This study aims to systematically investigate how different prompt engineering strategies influence the performance of ChatGPT in answering undergraduate-level civil engineering examination questions. Specifically, it seeks to identify whether alternative prompting techniques can improve model performance in cases where initial responses are entirely incorrect and to examine how these effects vary across courses, question types and repeated model executions.
A total of 295 examination questions from 25 undergraduate civil engineering courses were posed to ChatGPT-4o using an original zero-shot chain-of-thought prompt. Forty-nine questions that yielded completely incorrect responses were subsequently re-evaluated using role-based, self-consistency and tree-of-thought prompting strategies, each applied three times. All responses were assessed using a rubric-based scoring system supported by expert judgement, enabling comparative analysis across courses, question formats and prompt types.
The findings demonstrate that prompt engineering can improve ChatGPT's performance, although the effect is highly context dependent. Among the evaluated strategies, tree-of-thought prompting produced the highest average performance improvement, followed by role-based and self-consistency prompts. However, no performance change was observed in over half of the analysed questions, particularly those requiring visual interpretation, graphical representation or spatial reasoning, indicating persistent limitations of the model in visually intensive and spatially demanding civil engineering tasks.

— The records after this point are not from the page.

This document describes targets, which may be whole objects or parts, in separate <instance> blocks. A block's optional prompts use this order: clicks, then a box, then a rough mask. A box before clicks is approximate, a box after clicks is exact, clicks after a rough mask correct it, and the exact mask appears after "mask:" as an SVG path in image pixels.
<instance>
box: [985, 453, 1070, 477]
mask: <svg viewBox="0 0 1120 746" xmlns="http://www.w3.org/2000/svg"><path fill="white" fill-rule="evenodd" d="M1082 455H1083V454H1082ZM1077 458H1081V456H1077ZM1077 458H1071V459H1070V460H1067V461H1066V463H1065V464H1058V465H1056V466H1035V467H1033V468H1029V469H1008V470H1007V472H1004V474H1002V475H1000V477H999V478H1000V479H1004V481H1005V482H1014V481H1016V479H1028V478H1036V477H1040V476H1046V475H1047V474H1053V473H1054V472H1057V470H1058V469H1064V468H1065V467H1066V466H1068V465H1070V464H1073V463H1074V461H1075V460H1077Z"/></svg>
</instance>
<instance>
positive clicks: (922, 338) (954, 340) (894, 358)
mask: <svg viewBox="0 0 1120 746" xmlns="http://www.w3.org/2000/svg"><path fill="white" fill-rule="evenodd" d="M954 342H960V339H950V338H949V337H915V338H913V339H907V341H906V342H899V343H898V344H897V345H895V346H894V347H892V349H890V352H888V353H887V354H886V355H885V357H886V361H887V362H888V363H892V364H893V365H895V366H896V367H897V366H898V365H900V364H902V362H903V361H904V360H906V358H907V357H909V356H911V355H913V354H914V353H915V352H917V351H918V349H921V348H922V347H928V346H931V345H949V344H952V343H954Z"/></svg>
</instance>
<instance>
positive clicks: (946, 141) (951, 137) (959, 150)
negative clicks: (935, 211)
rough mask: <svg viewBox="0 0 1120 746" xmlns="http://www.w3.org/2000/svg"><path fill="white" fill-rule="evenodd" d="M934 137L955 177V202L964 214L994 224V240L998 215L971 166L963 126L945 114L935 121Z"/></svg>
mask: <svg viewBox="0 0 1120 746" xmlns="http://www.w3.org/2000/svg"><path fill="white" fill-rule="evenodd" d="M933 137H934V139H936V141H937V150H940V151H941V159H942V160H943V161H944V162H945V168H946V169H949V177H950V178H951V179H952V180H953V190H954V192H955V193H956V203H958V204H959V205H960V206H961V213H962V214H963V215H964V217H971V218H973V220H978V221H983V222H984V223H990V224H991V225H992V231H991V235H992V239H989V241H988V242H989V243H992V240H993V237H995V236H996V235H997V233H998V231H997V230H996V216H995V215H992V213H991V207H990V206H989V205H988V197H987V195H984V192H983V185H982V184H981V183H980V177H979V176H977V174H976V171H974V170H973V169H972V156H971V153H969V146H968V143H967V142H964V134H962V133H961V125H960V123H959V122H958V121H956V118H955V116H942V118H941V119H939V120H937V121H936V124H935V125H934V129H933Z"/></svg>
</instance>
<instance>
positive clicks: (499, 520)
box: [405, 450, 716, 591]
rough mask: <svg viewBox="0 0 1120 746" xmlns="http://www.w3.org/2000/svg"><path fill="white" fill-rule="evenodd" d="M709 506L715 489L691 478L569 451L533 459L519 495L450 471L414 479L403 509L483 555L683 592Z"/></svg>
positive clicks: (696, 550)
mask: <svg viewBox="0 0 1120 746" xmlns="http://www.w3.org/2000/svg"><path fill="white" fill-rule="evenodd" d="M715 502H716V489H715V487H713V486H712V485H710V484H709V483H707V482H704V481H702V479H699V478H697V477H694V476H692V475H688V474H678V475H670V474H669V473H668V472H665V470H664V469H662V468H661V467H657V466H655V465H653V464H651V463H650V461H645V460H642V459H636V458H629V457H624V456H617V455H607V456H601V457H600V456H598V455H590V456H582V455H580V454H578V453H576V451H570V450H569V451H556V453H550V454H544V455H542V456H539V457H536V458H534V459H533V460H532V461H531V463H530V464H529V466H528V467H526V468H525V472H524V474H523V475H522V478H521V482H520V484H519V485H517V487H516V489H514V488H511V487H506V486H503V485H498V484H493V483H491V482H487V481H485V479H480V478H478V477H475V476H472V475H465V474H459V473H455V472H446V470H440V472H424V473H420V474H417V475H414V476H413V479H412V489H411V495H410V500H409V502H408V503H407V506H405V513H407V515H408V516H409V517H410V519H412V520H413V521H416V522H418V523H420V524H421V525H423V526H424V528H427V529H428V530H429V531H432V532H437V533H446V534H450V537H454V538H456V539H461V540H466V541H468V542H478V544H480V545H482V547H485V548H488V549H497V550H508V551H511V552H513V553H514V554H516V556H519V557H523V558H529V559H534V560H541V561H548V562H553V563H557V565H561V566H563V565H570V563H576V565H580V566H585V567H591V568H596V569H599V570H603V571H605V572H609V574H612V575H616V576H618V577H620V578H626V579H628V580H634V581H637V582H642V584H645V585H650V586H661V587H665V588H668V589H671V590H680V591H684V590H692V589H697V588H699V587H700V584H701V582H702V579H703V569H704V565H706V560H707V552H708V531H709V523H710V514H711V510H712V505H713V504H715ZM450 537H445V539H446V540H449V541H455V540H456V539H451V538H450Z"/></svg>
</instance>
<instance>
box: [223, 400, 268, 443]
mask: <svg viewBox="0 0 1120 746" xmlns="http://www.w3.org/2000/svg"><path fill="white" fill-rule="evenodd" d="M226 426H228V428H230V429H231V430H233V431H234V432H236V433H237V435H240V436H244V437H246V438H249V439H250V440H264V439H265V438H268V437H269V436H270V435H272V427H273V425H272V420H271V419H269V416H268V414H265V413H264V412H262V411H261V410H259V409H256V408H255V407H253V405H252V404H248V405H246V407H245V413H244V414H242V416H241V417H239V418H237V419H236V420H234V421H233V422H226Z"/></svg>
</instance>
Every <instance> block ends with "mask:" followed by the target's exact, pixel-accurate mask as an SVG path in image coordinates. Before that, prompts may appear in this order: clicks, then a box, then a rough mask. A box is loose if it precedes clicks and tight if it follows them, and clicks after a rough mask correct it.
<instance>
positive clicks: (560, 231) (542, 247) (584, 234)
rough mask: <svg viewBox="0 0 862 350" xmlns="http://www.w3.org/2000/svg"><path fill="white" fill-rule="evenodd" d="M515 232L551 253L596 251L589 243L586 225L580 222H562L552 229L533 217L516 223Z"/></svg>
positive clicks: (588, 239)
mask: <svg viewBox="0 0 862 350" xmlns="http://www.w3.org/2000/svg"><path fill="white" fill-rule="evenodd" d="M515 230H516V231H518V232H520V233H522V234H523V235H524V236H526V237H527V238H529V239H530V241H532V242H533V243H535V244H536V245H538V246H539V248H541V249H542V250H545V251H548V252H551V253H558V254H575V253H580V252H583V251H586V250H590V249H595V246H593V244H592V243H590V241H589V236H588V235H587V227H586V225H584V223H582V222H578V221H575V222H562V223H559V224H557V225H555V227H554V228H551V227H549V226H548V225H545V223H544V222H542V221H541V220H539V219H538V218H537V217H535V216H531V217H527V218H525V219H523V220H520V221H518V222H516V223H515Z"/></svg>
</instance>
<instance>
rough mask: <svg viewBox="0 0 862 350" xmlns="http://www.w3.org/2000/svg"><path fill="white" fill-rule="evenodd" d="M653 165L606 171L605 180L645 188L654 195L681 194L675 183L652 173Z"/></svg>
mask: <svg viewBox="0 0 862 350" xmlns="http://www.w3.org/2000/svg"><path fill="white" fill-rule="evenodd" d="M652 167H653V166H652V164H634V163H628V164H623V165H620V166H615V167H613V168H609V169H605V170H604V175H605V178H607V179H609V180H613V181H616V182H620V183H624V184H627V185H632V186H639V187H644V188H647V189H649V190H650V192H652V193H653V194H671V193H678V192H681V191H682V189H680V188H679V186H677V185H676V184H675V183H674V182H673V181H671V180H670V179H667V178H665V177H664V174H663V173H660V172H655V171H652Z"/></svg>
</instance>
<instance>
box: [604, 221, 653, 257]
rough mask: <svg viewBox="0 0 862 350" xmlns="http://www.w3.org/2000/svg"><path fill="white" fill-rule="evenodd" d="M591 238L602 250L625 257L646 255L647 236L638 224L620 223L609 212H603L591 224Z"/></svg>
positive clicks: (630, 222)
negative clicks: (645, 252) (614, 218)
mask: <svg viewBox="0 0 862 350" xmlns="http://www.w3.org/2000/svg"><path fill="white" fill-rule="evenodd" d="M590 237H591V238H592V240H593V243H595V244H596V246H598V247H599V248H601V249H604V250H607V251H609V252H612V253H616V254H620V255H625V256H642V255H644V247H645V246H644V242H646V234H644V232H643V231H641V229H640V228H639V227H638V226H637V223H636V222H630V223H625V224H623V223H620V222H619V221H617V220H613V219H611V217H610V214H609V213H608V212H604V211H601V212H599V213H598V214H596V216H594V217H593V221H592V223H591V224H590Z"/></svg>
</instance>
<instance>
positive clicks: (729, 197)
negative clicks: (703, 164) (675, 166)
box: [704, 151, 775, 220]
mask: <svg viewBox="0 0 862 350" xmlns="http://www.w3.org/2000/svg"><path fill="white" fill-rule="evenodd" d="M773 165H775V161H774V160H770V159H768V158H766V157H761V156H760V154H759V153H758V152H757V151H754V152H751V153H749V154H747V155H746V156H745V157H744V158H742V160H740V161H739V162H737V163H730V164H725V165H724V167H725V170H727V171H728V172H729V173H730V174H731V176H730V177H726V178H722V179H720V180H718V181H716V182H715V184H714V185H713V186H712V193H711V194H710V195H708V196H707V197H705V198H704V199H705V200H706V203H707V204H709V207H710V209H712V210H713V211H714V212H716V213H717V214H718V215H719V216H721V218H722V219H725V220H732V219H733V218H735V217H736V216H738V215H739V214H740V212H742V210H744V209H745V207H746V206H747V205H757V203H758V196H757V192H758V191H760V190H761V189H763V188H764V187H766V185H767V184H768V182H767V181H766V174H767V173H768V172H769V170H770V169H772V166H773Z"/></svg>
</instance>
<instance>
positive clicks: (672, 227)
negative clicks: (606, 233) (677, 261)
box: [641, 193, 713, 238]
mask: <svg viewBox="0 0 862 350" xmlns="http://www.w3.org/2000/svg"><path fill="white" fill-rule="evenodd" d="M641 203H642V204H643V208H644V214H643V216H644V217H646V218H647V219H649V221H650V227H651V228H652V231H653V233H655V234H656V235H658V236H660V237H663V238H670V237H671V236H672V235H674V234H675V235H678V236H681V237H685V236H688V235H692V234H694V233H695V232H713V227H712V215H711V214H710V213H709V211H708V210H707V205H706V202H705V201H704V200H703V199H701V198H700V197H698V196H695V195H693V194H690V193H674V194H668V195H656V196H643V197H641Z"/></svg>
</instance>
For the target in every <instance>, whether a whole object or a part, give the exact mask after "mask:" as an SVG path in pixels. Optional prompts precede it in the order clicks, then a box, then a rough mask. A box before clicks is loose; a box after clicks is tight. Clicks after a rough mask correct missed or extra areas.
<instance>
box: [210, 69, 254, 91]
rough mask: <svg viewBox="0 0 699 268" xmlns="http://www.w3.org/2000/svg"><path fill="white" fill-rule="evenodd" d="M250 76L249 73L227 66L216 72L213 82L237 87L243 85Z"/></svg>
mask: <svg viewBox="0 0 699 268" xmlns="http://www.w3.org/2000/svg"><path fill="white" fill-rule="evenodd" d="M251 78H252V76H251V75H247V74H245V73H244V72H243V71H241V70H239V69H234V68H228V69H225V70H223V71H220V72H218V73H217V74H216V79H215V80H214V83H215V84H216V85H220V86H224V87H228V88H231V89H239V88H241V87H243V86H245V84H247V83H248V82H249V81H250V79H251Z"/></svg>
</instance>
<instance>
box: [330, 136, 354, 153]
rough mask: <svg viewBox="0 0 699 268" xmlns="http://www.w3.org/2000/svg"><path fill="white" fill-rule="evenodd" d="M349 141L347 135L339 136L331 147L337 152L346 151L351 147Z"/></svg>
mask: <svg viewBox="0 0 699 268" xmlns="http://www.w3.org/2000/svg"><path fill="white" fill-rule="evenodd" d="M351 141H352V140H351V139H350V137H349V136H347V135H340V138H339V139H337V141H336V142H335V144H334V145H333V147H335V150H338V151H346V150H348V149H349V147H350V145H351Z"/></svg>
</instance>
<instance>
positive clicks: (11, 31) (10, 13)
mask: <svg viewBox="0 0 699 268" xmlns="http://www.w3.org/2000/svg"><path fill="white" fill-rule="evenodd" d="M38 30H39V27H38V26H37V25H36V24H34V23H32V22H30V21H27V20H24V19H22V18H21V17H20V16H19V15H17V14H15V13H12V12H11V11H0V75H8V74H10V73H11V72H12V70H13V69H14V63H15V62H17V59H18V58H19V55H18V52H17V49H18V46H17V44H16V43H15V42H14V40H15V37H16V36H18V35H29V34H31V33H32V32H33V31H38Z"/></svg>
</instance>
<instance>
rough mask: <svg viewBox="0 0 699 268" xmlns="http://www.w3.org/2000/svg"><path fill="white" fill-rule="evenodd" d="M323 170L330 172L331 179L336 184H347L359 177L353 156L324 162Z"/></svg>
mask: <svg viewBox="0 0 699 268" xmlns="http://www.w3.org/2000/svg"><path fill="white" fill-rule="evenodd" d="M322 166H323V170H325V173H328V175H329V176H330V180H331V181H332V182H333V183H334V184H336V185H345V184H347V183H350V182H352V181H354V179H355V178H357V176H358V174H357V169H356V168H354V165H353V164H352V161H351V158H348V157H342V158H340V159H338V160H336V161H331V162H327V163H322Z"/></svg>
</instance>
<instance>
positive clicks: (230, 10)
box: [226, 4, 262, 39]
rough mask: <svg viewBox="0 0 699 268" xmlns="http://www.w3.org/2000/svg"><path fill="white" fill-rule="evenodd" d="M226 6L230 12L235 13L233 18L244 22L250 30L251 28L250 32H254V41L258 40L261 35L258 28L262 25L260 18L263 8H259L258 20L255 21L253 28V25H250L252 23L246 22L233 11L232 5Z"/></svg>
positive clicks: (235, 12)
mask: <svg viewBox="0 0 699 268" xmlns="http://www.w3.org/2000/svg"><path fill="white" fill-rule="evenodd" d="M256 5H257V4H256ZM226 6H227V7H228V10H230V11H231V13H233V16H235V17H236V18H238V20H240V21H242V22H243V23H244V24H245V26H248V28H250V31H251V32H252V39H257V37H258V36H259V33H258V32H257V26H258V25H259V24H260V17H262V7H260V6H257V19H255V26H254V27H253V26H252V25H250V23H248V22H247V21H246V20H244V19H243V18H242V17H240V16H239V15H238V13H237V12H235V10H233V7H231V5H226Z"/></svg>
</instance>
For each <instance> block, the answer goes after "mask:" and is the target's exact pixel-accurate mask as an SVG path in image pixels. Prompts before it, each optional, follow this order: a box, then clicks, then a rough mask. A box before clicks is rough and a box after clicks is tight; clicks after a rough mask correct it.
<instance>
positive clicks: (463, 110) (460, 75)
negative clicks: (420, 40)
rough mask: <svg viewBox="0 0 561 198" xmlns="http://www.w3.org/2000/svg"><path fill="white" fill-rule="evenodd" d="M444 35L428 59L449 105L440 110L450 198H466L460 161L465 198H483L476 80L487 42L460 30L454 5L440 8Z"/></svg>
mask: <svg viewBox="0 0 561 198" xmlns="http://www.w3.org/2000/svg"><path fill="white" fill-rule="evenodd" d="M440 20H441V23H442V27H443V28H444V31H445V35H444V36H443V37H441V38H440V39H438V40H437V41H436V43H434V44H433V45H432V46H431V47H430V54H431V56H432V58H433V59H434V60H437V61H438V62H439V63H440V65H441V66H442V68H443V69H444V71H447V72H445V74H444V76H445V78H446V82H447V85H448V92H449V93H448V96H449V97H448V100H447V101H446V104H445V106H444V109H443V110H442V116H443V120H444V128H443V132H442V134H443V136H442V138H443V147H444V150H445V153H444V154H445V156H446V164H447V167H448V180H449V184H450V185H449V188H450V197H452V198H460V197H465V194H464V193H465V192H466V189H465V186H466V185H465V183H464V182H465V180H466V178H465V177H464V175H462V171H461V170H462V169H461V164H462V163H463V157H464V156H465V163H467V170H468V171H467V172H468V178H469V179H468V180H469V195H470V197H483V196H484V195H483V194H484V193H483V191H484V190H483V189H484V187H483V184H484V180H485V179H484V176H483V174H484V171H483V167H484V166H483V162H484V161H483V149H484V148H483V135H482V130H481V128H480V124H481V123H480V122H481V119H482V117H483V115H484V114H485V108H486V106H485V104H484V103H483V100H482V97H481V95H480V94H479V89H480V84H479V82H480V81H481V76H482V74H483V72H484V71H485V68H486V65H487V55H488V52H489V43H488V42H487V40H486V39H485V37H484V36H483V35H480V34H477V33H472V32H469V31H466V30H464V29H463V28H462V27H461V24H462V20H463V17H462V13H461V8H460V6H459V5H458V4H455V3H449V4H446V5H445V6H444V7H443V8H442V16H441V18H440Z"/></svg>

This study provides a comprehensive domain-specific evaluations of prompt engineering in civil engineering education by combining authentic examination data, rubric-based expert assessment, repeated prompt applications and analysis of initially incorrect responses. Unlike prior studies focusing primarily on overall accuracy rates, it offers a nuanced analysis of failure cases, question formats and stability across repeated prompts, contributing original empirical evidence on both the potential and limitations of LLMs in engineering education.